Associations between genomic ancestry, genome size and capitula morphology in the invasive meadow knapweed hybrid complex (Centaurea × moncktonii) in eastern North America.

Abstract

Plant invasions are prime opportunities for studying hybridization and the nature of species boundaries, but hybrids also complicate the taxonomic treatment and management of introduced taxa. In this study, we use population genomics to estimate the extent of genomic admixture and test for its association with morphology and genome size in a hybrid complex of knapweeds invasive to North America: meadow knapweed (Centaurea × moncktonii) and its parental species (C. jacea and C. nigra). We sampled 20 populations from New York and Vermont, USA, and used genotyping by sequencing to identify single nucleotide polymorphisms in order to estimate genome-wide ancestry and classify individuals into hybrid genotype classes.
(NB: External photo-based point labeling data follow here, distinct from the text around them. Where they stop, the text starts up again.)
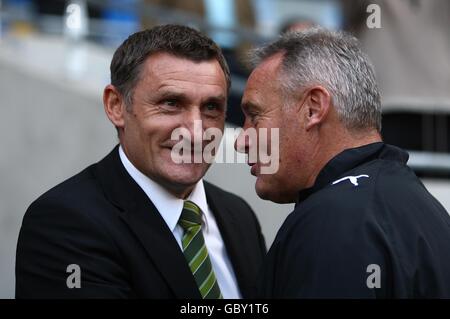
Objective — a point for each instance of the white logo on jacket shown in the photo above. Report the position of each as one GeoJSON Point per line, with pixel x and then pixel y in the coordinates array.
{"type": "Point", "coordinates": [352, 179]}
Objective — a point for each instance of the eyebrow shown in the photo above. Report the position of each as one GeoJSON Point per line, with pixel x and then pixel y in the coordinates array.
{"type": "Point", "coordinates": [248, 107]}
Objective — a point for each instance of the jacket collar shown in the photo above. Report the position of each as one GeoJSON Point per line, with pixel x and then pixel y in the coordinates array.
{"type": "Point", "coordinates": [143, 219]}
{"type": "Point", "coordinates": [349, 159]}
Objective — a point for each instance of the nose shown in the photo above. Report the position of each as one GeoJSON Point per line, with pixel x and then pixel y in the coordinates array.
{"type": "Point", "coordinates": [242, 143]}
{"type": "Point", "coordinates": [193, 122]}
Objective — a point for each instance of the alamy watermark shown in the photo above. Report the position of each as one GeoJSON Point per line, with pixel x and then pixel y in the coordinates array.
{"type": "Point", "coordinates": [203, 146]}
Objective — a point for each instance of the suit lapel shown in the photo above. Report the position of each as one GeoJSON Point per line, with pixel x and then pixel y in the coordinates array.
{"type": "Point", "coordinates": [144, 220]}
{"type": "Point", "coordinates": [229, 230]}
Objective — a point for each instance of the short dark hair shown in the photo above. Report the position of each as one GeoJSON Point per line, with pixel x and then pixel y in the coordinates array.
{"type": "Point", "coordinates": [181, 41]}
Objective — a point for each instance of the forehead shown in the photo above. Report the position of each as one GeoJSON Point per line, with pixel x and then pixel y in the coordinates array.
{"type": "Point", "coordinates": [163, 69]}
{"type": "Point", "coordinates": [263, 80]}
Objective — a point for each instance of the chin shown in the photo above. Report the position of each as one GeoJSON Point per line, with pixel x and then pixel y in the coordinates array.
{"type": "Point", "coordinates": [273, 193]}
{"type": "Point", "coordinates": [186, 174]}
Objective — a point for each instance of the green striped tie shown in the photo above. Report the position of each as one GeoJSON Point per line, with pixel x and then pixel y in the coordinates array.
{"type": "Point", "coordinates": [195, 251]}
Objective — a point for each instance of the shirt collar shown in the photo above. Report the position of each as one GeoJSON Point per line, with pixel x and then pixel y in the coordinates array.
{"type": "Point", "coordinates": [349, 159]}
{"type": "Point", "coordinates": [168, 205]}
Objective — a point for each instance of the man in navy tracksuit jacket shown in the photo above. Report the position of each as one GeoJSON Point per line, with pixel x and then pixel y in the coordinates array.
{"type": "Point", "coordinates": [364, 226]}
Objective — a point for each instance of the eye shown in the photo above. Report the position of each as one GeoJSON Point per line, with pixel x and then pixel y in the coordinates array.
{"type": "Point", "coordinates": [170, 104]}
{"type": "Point", "coordinates": [213, 108]}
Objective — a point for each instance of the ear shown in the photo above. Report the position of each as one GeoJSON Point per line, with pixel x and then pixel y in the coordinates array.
{"type": "Point", "coordinates": [317, 105]}
{"type": "Point", "coordinates": [114, 106]}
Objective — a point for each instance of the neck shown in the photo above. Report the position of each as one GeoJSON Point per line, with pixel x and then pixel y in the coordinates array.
{"type": "Point", "coordinates": [324, 152]}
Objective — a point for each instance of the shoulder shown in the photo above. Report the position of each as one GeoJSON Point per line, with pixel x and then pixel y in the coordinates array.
{"type": "Point", "coordinates": [77, 197]}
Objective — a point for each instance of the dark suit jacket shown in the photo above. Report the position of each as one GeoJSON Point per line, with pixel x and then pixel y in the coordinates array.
{"type": "Point", "coordinates": [101, 220]}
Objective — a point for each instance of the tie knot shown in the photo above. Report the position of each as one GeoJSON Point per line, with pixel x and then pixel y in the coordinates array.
{"type": "Point", "coordinates": [190, 216]}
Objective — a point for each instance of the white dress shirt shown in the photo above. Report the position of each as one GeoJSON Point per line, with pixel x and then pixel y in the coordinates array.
{"type": "Point", "coordinates": [170, 208]}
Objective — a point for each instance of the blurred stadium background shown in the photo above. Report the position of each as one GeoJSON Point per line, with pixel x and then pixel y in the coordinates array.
{"type": "Point", "coordinates": [54, 64]}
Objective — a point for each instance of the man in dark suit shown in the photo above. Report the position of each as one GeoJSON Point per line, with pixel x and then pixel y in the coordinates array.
{"type": "Point", "coordinates": [137, 224]}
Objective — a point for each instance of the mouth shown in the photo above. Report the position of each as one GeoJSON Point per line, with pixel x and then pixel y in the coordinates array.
{"type": "Point", "coordinates": [253, 168]}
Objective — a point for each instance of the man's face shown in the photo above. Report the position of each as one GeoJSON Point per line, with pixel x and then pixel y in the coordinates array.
{"type": "Point", "coordinates": [262, 105]}
{"type": "Point", "coordinates": [172, 93]}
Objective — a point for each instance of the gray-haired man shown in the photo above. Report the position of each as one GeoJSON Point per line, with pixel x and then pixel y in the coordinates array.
{"type": "Point", "coordinates": [363, 226]}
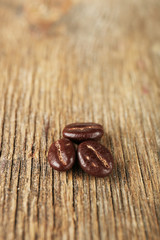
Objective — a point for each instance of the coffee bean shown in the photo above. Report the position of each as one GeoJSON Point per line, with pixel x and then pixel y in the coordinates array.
{"type": "Point", "coordinates": [61, 155]}
{"type": "Point", "coordinates": [79, 132]}
{"type": "Point", "coordinates": [95, 159]}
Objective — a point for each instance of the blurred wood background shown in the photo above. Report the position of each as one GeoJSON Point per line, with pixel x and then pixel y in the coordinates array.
{"type": "Point", "coordinates": [88, 60]}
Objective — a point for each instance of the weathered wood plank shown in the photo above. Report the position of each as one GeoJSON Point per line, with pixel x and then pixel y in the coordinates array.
{"type": "Point", "coordinates": [97, 62]}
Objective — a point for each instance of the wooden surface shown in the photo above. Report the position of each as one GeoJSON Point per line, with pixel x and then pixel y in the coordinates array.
{"type": "Point", "coordinates": [100, 61]}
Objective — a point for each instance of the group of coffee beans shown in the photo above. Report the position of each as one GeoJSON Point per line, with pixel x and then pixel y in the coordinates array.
{"type": "Point", "coordinates": [93, 157]}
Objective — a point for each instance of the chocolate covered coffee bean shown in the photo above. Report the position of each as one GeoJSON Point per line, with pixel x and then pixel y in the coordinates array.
{"type": "Point", "coordinates": [95, 159]}
{"type": "Point", "coordinates": [61, 155]}
{"type": "Point", "coordinates": [79, 132]}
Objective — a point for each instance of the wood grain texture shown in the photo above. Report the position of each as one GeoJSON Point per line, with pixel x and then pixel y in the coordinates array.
{"type": "Point", "coordinates": [99, 62]}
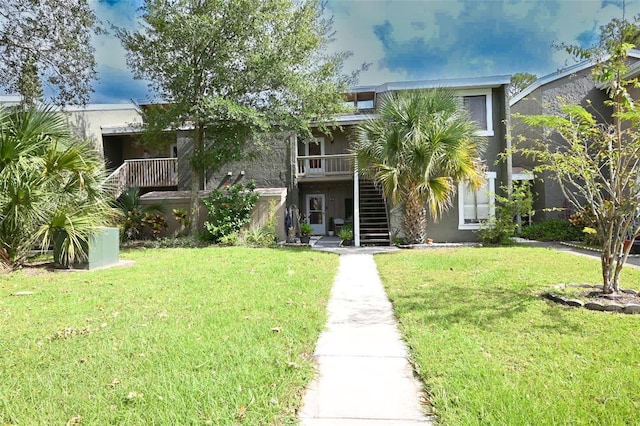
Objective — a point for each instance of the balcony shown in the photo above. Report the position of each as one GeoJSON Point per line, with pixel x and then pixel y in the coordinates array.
{"type": "Point", "coordinates": [325, 167]}
{"type": "Point", "coordinates": [144, 173]}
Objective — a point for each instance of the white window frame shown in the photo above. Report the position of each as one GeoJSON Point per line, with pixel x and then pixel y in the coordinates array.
{"type": "Point", "coordinates": [491, 178]}
{"type": "Point", "coordinates": [489, 104]}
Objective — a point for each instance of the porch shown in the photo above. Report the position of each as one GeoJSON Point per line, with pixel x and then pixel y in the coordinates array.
{"type": "Point", "coordinates": [317, 168]}
{"type": "Point", "coordinates": [144, 173]}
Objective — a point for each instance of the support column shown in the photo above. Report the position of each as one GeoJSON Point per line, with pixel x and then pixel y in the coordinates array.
{"type": "Point", "coordinates": [356, 205]}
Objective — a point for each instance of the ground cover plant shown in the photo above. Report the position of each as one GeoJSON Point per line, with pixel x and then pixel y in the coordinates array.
{"type": "Point", "coordinates": [185, 336]}
{"type": "Point", "coordinates": [492, 352]}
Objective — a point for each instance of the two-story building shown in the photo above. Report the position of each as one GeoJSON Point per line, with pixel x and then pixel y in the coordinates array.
{"type": "Point", "coordinates": [318, 174]}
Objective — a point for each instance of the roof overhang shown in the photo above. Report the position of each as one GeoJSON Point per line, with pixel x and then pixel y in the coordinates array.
{"type": "Point", "coordinates": [549, 78]}
{"type": "Point", "coordinates": [458, 83]}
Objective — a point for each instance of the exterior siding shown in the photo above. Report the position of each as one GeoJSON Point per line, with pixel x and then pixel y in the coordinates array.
{"type": "Point", "coordinates": [577, 88]}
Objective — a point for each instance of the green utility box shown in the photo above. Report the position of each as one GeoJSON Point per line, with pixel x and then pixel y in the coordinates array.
{"type": "Point", "coordinates": [104, 249]}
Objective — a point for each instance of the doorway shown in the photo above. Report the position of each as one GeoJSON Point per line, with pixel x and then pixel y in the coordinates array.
{"type": "Point", "coordinates": [314, 147]}
{"type": "Point", "coordinates": [315, 213]}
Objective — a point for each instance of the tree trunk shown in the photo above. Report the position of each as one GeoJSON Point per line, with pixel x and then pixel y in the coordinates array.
{"type": "Point", "coordinates": [607, 270]}
{"type": "Point", "coordinates": [414, 221]}
{"type": "Point", "coordinates": [196, 178]}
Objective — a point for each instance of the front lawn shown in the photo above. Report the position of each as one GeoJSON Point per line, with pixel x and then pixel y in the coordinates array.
{"type": "Point", "coordinates": [491, 352]}
{"type": "Point", "coordinates": [185, 336]}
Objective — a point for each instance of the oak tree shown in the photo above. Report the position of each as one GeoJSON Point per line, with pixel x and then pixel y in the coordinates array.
{"type": "Point", "coordinates": [228, 71]}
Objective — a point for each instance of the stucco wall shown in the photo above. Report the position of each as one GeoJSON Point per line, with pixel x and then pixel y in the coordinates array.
{"type": "Point", "coordinates": [259, 216]}
{"type": "Point", "coordinates": [578, 88]}
{"type": "Point", "coordinates": [270, 165]}
{"type": "Point", "coordinates": [87, 122]}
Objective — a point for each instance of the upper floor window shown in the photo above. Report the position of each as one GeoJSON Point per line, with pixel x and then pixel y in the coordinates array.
{"type": "Point", "coordinates": [478, 104]}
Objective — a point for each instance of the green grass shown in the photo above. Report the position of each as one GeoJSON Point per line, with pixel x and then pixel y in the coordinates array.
{"type": "Point", "coordinates": [491, 352]}
{"type": "Point", "coordinates": [185, 336]}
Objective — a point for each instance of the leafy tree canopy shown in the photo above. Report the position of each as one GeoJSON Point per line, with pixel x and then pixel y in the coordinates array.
{"type": "Point", "coordinates": [520, 81]}
{"type": "Point", "coordinates": [231, 70]}
{"type": "Point", "coordinates": [47, 43]}
{"type": "Point", "coordinates": [595, 161]}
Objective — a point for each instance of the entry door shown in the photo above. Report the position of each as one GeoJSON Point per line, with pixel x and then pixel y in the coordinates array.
{"type": "Point", "coordinates": [315, 147]}
{"type": "Point", "coordinates": [315, 213]}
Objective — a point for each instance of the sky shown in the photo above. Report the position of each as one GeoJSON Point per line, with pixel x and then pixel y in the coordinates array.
{"type": "Point", "coordinates": [413, 39]}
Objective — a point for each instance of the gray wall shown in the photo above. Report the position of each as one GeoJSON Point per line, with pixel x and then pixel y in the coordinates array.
{"type": "Point", "coordinates": [578, 88]}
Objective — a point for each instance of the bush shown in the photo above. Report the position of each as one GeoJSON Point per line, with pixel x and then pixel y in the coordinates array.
{"type": "Point", "coordinates": [552, 230]}
{"type": "Point", "coordinates": [229, 209]}
{"type": "Point", "coordinates": [138, 221]}
{"type": "Point", "coordinates": [501, 229]}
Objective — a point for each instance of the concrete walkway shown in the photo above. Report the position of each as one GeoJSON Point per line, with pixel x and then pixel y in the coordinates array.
{"type": "Point", "coordinates": [364, 377]}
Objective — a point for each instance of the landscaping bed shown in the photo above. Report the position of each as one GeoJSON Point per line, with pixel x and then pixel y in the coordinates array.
{"type": "Point", "coordinates": [492, 351]}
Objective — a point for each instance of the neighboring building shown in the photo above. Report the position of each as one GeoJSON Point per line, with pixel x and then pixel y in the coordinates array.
{"type": "Point", "coordinates": [319, 175]}
{"type": "Point", "coordinates": [316, 174]}
{"type": "Point", "coordinates": [573, 85]}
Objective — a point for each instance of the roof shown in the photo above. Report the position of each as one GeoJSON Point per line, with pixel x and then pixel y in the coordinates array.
{"type": "Point", "coordinates": [9, 100]}
{"type": "Point", "coordinates": [458, 83]}
{"type": "Point", "coordinates": [549, 78]}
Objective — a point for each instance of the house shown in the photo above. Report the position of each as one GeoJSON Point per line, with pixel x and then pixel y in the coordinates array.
{"type": "Point", "coordinates": [574, 85]}
{"type": "Point", "coordinates": [318, 172]}
{"type": "Point", "coordinates": [315, 174]}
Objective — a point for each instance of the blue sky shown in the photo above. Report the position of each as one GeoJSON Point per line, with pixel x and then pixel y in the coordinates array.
{"type": "Point", "coordinates": [414, 39]}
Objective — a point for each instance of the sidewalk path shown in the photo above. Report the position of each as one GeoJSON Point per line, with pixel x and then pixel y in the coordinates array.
{"type": "Point", "coordinates": [364, 377]}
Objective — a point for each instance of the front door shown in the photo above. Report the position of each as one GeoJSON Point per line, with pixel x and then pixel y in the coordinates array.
{"type": "Point", "coordinates": [315, 147]}
{"type": "Point", "coordinates": [315, 213]}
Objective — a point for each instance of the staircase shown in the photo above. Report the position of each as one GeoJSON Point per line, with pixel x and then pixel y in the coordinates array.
{"type": "Point", "coordinates": [374, 225]}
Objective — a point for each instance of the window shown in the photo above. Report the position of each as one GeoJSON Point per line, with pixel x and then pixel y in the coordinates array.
{"type": "Point", "coordinates": [478, 105]}
{"type": "Point", "coordinates": [475, 207]}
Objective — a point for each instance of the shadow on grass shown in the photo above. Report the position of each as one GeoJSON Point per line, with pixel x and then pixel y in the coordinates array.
{"type": "Point", "coordinates": [460, 304]}
{"type": "Point", "coordinates": [487, 310]}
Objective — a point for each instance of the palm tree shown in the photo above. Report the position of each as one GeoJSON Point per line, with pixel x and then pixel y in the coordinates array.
{"type": "Point", "coordinates": [418, 148]}
{"type": "Point", "coordinates": [49, 184]}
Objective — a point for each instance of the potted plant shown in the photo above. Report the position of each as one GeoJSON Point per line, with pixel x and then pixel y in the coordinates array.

We then tested for association between degree of genomic introgression and variation in a subset of traits diagnostic for the parental taxa, namely capitula morphology and monoploid genome size. Genomic clustering revealed two clearly defined lineages, as well as many admixed individuals forming a continuous gradation of introgression. Individual assignments to hybrid genotype classes revealed many advanced generation intercrosses and backcrosses, suggesting introgression has been extensive and unimpeded by strong reproductive barriers between taxa. Variation in capitula traits between the two unadmixed, presumed parental, lineages exhibited continuous, and in some cases transgressive, segregation among introgressed hybrids. Genome size was also divergent between lineages, although advanced generation hybrids had smaller genomes relative to additive expectations. Our study demonstrates deep introgression between the porous genomes of a hybrid invasive species complex. In addition to strong associations among genomic ancestry, genome size and morphology, hybrids expressed more extreme phenotypic values for capitula traits and genome size, indicating transgressive segregation, as well as a bias towards smaller genomes, possibly due to genomic downsizing. Future studies will apply these results to experimentally test how introgression, transgressive segregation and genome size reduction interact to confer invasiveness.